庫裏(くり)の天袋の絵は江戸時代後期の画家谷文晁(たにぶんちょう)や、戊辰戦争で江戸城無血開城に尽力した幕臣山岡鉄舟(やまおかてっしゅう)が宿泊した際に筆をふるったものと伝わります。


【説明版】
長念寺の説明版2

長念寺の説明版1


【長念寺の山門】
丸柱の前後の控えの角柱を立てた四脚門で、丸柱の上に冠木(かぶき)を渡した和様形式です。幕末期の1854(嘉永7)年に上棟式が行われているのでそれまでに完成していたと考えられます。大工棟梁は地元登戸(のぼりと)村の小林信久、彫工は江戸深川の後藤氏前と記されています。

長念寺の山門1

長念寺の山門3

長念寺の山門4

長念寺の山門5

長念寺の山門7

長念寺の山門8

長念寺の山門追加

長念寺の山門6


【長念寺の本堂】
川崎市の重要歴史記念物に指定されています。
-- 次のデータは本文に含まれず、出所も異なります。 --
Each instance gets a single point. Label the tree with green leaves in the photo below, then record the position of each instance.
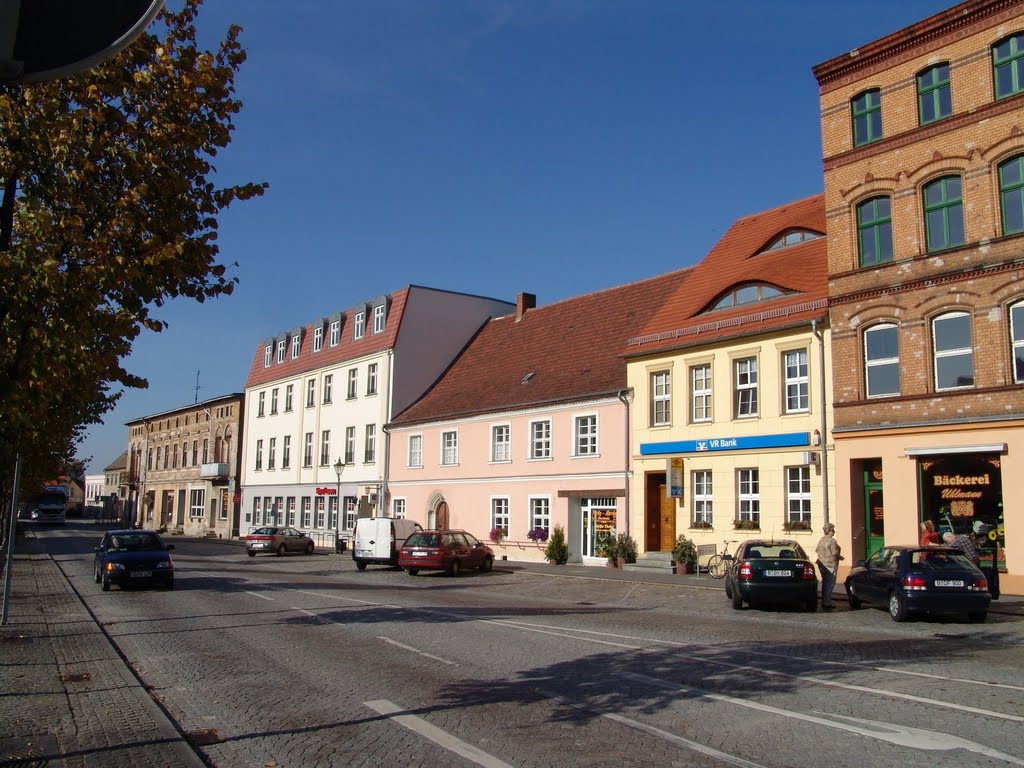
(109, 210)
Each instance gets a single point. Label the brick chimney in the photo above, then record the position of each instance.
(523, 302)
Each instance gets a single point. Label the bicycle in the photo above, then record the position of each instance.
(718, 564)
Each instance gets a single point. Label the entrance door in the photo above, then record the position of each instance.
(875, 516)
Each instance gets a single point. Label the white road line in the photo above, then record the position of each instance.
(416, 650)
(435, 734)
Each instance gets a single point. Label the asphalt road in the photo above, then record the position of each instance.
(306, 662)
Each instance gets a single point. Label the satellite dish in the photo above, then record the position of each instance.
(49, 39)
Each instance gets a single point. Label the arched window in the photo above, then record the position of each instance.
(953, 353)
(875, 230)
(944, 213)
(882, 360)
(1012, 195)
(866, 109)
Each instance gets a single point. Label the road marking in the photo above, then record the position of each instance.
(435, 734)
(415, 650)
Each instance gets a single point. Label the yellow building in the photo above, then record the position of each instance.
(732, 385)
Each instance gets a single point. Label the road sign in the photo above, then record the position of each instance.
(49, 39)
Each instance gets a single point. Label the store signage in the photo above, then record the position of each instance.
(712, 444)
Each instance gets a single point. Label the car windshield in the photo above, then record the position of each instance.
(134, 542)
(423, 540)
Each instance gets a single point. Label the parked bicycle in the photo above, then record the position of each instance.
(719, 563)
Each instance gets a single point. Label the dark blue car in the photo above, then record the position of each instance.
(920, 580)
(130, 558)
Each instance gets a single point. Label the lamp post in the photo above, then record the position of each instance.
(339, 467)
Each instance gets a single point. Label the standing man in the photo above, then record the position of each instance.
(828, 557)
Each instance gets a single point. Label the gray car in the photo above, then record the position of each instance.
(278, 540)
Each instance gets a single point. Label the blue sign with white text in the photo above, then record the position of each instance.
(787, 439)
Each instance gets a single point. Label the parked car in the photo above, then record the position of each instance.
(278, 540)
(920, 580)
(451, 551)
(771, 571)
(133, 558)
(377, 540)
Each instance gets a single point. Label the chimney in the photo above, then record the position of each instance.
(523, 302)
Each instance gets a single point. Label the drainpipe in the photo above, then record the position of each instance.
(624, 396)
(824, 420)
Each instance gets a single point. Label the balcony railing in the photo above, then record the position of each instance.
(212, 471)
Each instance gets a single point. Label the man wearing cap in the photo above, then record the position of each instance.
(828, 557)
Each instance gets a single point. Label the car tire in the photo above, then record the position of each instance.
(851, 597)
(897, 607)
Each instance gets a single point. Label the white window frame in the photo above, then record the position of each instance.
(660, 398)
(501, 443)
(415, 451)
(798, 494)
(450, 448)
(585, 435)
(797, 381)
(744, 373)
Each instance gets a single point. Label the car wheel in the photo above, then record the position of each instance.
(851, 597)
(897, 607)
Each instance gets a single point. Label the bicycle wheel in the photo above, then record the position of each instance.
(716, 566)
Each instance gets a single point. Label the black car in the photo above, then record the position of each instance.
(133, 558)
(771, 571)
(920, 580)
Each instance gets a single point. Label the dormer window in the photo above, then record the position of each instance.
(792, 238)
(749, 294)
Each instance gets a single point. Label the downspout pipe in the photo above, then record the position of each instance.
(824, 419)
(624, 396)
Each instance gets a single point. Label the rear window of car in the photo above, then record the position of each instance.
(423, 540)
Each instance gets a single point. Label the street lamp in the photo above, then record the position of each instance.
(339, 467)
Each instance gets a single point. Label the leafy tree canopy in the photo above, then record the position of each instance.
(110, 209)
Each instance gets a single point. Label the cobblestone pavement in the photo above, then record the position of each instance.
(69, 698)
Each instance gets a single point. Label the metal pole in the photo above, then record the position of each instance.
(10, 541)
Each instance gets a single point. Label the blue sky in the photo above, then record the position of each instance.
(491, 146)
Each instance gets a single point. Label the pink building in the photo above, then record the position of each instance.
(528, 427)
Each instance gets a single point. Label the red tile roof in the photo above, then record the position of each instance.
(736, 259)
(556, 353)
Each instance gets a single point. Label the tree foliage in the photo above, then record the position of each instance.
(109, 210)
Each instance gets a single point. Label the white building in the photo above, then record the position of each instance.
(318, 395)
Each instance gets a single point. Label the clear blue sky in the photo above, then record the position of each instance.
(491, 146)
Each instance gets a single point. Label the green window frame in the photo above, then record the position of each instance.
(944, 213)
(875, 230)
(934, 94)
(1008, 66)
(1012, 195)
(866, 117)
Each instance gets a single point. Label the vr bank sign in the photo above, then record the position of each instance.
(754, 442)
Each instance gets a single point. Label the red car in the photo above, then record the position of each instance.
(450, 551)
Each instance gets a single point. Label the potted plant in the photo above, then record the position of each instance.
(626, 549)
(685, 555)
(557, 550)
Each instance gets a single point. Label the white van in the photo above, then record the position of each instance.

本堂は江戸時代後期の1824(文政7)年に上棟された建物で、1848(弘化5)年に落慶供養が行われています。屋根は急峻な勾配を持つ寄棟造(よせむねづくり)の茅葺(かやぶき)で、完成時は瓦を葺いていたといいます。大工棟梁は地元登戸村の小林源三郎と上平間村(→現在の神奈川県川崎市中原区)の渡辺棟暁と記されています。

長念寺の本堂1

長念寺の本堂2

長念寺の本堂3

長念寺の本堂4

長念寺の本堂5

長念寺の本堂6

長念寺の本堂7

長念寺の本堂8

長念寺の本堂9

長念寺の忠魂碑4


【長念寺の鐘楼】
江戸時代前期の1703(元禄16)年に造られた梵鐘は、太平洋戦争のため1942(昭和17)年に供出され、戦後の1948(昭和23)年に再鋳されたものです。龍の彫刻が施されていて左官職人など職人が多く住んでいた登戸村の寺社らしい凝った作りになっています。

長念寺の鐘楼1

長念寺の鐘楼2

長念寺の鐘楼3

長念寺の鐘楼4

長念寺の鐘楼5

長念寺の鐘楼6


【長念寺の忠魂碑】
日露戦争・日中戦争・太平洋戦争の戦没者の忠魂碑の他、1877(明治10)年の西南戦争(→西郷隆盛を担ぎだした鹿児島私学校生らの叛乱)における登戸村出身の政府軍戦没者の供養碑も建っています。

長念寺の忠魂碑1

長念寺の忠魂碑2

長念寺の忠魂碑3


【長念寺の親鸞(しんらん)像】
親鸞(1173年~1262)は鎌倉時代前期から中期に活動した浄土真宗の開祖で父は公家の日野有範(ひのありのり)です。天台宗総本山の比叡山延暦寺(→滋賀県大津市坂本本町)で修行した後、京都六角堂への参籠を機に浄土宗開祖法然(ほうねん)に師事し、承元の法難で越後(→現在の新潟県)に配流となりますが、赦免後に関東に赴き布教活動を行い、阿弥陀仏を信じる心をおこすだけで極楽往生できると説きました。絶対他力を唱え、悪人正機説を立てて地方武士や農民に布教しました。

長念寺の親鸞像1

長念寺の親鸞像2


【長念寺の境内・東門】

長念寺の境内1

長念寺の境内2

長念寺の境内3

長念寺の境内4

長念寺の境内5

龍の彫り物があちこちに見られ、美術的にも見所の多い寺院でした。